The Role of Cosmic-ray Transport in Shaping the Simulated Circumgalactic Medium

Abstract

Abstract The majority of galactic baryons resides outside of the galactic disk in the diffuse gas known as the circumgalactic medium (CGM). While state-of-the art simulations excel at reproducing galactic disk properties, many of them struggle to drive strong galactic winds or to match the observed ionization structure of the CGM using only thermal supernova feedback. To remedy this, recent studies have invoked nonthermal cosmic ray (CR) stellar feedback prescriptions. However, numerical schemes of CR transport are still poorly constrained.

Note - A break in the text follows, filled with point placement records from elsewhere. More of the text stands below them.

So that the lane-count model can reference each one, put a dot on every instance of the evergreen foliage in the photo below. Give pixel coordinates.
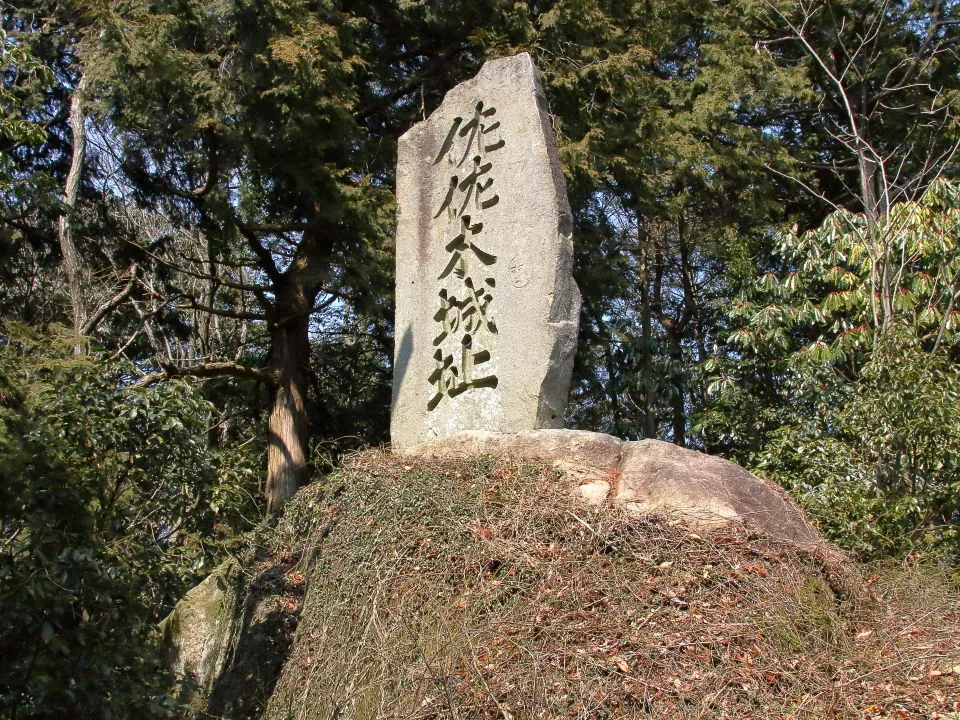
(112, 506)
(203, 192)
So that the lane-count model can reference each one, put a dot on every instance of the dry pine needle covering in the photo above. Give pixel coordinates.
(481, 590)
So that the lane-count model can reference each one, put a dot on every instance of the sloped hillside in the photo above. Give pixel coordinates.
(481, 589)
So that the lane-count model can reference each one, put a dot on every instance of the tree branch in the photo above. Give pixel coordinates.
(205, 371)
(112, 303)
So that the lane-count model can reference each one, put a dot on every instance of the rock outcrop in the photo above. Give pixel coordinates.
(545, 574)
(645, 477)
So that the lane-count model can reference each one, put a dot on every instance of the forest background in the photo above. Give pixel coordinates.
(196, 273)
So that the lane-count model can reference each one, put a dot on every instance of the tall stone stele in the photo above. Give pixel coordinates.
(487, 309)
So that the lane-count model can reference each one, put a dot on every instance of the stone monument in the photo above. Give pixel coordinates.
(487, 309)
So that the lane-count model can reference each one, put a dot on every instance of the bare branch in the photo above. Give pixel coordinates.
(112, 303)
(206, 371)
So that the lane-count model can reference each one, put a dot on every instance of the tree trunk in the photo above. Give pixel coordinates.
(646, 324)
(288, 429)
(68, 248)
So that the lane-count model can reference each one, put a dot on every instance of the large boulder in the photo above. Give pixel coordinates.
(645, 477)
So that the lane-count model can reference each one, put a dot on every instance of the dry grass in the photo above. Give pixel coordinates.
(479, 590)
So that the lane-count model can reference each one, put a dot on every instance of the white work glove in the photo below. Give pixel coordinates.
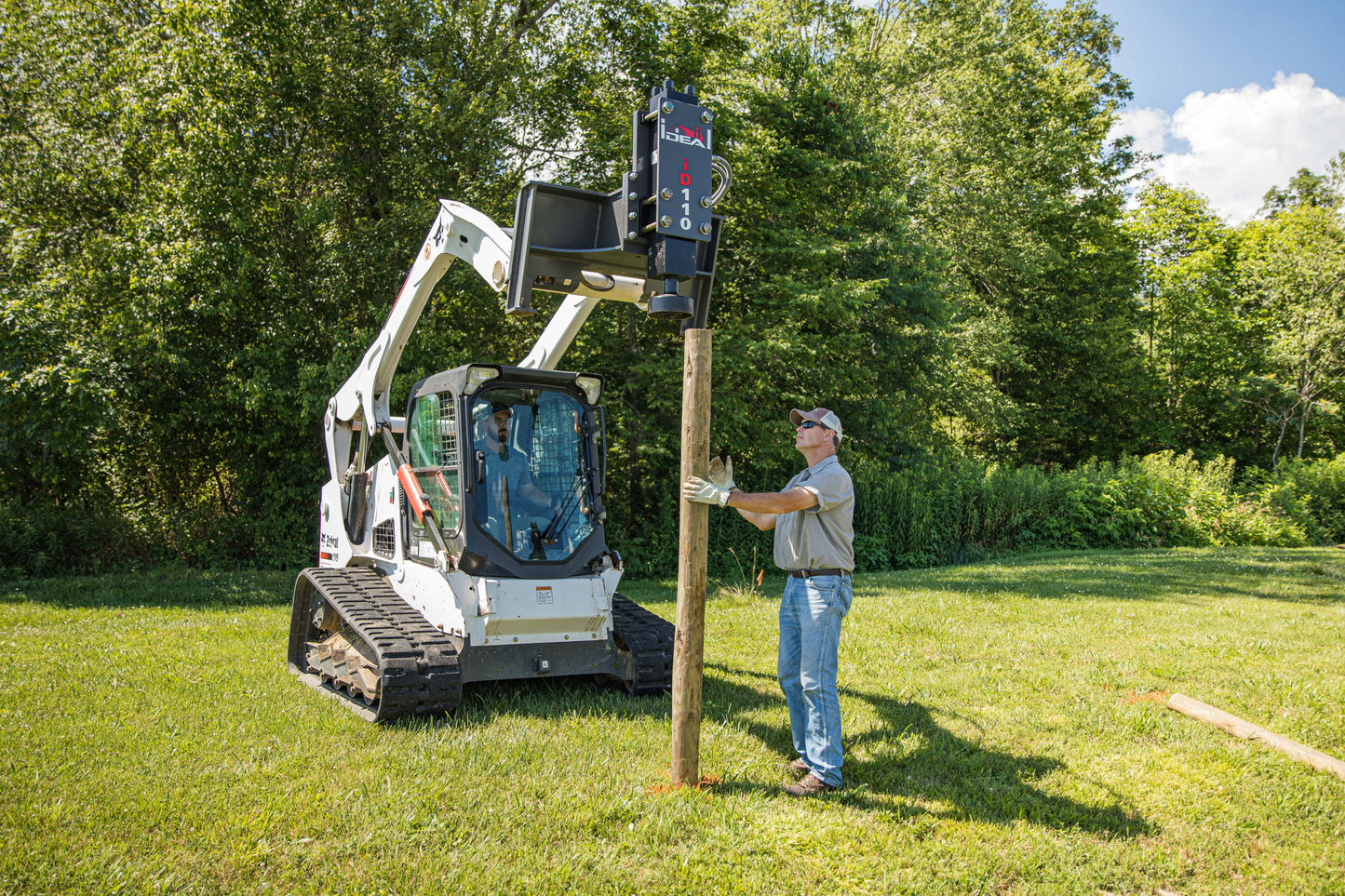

We explore how the choice of CR transport affects the multiphase structure of the simulated CGM. We implement anisotropic CR physics in the astrophysical simulation code Enzo and simulate a suite of isolated disk galaxies with varying prescriptions for CR transport: isotropic diffusion, anisotropic diffusion, and streaming. We find that all three transport mechanisms result in strong, metal-rich outflows but differ in the temperature and ionization structure of their CGM. Isotropic diffusion results in a spatially uniform, warm CGM that underpredicts the column densities of low ions. Anisotropic diffusion develops a reservoir of cool gas that extends farther from the galactic center, but disperses rapidly with distance. CR streaming projects cool gas out to radii of 200 kpc, supporting a truly multiphase medium. In addition, we find that streaming is less sensitive to changes in constant parameter values like the CR injection fraction, transport velocity, and resolution than diffusion. We conclude that CR streaming is a more robust implementation of CR transport and motivates the need for detailed parameter studies of CR transport.